Chief Rabbi demands state probe of digging on Mount

By Nadav Shragai
Ha'aretz Correspondent and Itim

Sephardi Chief Rabbi Eliahu Bakshi-Doron yesterday demanded that Prime Minister Ehud Barak set up a commission of inquiry to investigate what kind of digging is really being done on the Temple Mount.

All digging on the Mount should be frozen until the commission has completed its work, he added.

Bakshi-Doron issued this call following an open meeting with the Committee to Prevent the Destruction of Antiquities on the Temple Mount, which was attended by several other rabbis.
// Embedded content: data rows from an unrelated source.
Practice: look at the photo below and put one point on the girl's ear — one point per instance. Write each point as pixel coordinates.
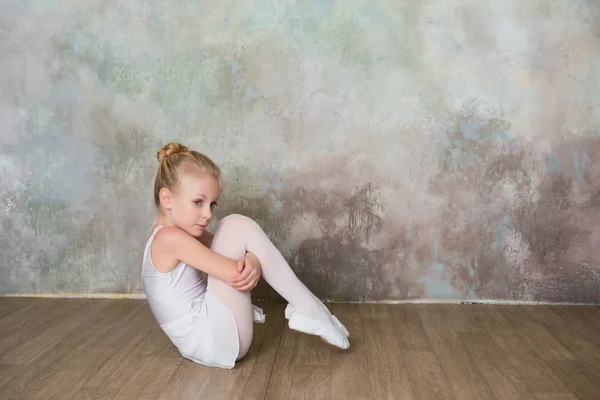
(166, 198)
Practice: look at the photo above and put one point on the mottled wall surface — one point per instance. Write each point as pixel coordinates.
(441, 149)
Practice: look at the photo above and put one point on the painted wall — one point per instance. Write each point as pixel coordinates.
(391, 149)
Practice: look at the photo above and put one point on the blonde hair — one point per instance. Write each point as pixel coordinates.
(172, 157)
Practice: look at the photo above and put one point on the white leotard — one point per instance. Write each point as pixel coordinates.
(170, 294)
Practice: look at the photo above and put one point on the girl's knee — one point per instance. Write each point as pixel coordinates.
(237, 220)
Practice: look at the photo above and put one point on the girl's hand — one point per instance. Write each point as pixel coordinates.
(248, 273)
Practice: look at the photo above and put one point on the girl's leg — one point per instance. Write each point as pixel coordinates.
(249, 236)
(227, 242)
(237, 234)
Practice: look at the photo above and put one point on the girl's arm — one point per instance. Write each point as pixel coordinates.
(178, 245)
(206, 238)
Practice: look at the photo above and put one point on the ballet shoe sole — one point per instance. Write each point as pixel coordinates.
(310, 334)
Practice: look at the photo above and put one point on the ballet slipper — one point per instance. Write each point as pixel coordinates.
(258, 316)
(289, 310)
(328, 332)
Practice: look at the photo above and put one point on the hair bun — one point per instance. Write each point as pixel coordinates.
(169, 150)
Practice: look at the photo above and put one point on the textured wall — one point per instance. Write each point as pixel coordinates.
(444, 149)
At the meeting, Dr. Shmuel Berkowitz, a member of the committee, said the committee has photographs taken in the last few days, showing a section of the tunnel that the Waqf (Muslim religious trust) has started to build between the ruins of the ancient Al Aqsa Mosque and Solomon's Stables. However, he said, he cannot release the pictures lest this endangers the life of the source who supplied them.

"The committee has pictures that incontrovertibly demonstrate activity under the Al Aqsa Mosque, activity that is destroying archaeological remains," said another committee member, archaeologist Dr. Gabi Barkai. "I would be happy to go to the site with the police, who are having trouble locating these things, and show them what we are talking about."

Another committee member, Yisrael Caspi, charged that both Barak and Public Security Minister Shlomo Ben-Ami are perfectly aware of the "troubling reality on the Mount," but prefer to ignore it.

According to Barkai, the Waqf has paved thousands of square meters of the mount. This in itself would have caused no harm, he said, except that "in preparation, they lowered the level of the mount by many dozens of centimeters, thereby damaging antiquities from the days of the First Temple, the Hasmonean Kingdom, the Herodian period and the Roman, Christian and Muslim periods."

In another area of the Mount - the "Ramah" region where the Dome of the Rock is located, and where many believe the Temple formerly stood - the Waqf is raising the floor, and this also damages antiquities, Barkai said.

Dr. Eilat Mazar, an archaeologist affiliated with the Hebrew University, stressed that the committee is made up of people from all parts of the political spectrum, whose one concern is preventing the destruction of antiquities on the Mount. "For more than a year, we have been requesting a meeting with Prime Minister Barak, without success," she added.

At the meeting, Bakshi-Doron was also asked about the rabbinical committee set up to look into the possibility of establishing a synagogue on some part of the Temple Mount. Bakshi-Doron replied that, in his opinion, and in that of most members of the Chief Rabbinical Council, this is unfeasible, because Jews are not allowed to set foot even on the margins of the Mount.